The game’s gallery of destructible sandboxes offer some great freeform fun. However, those players wanting more purpose and structure, will likely stick with the campaign. Here, Tuxedo Labs transforms Teardown into a first person, physics-based puzzle game. Campaign objectives will often have you levelling a building with limited tools or stealing some booty.
It is the latter heists-style missions that present a conundrum – once you’ve grabbed your first item an alarm will trigger, giving you a minute or so to reach an exit point on the map. Stages are deliberately designed to give you just enough time to escape, though you’ll have to lay down a plan before hitting that first alarm. A plan that often involves marking and carving paths through the map, positioning getaway vehicles, and so on. While not as immediately satisfying as destruction-based missions, pulling off the perfect heist (while also scooping all optional objectives0 is super satisfying. It will also bag you more campaign stars, unlocking additional tools and equipment.
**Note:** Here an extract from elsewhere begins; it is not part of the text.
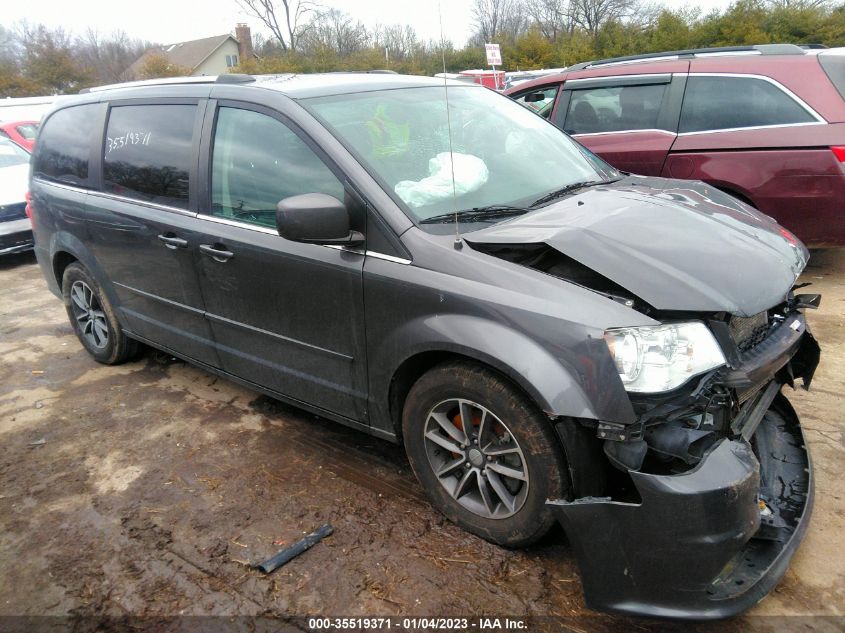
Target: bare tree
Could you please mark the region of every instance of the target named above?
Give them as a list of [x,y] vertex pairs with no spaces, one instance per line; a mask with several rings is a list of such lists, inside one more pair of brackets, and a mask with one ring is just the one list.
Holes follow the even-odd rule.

It’s likely you’ll get you demolition man fill after playing for several hours, though there’s plenty to go back and explore. Besides a wealth of mods, which includes user-generated levels and tools, Tuxedo Labs continues to update Teardown, having just launched the Art Vandals expansion. Delivering on its promise of fully destructible environments, it’s great for short bursts and an ideal pick for those who have recently purchased a Steam Deck.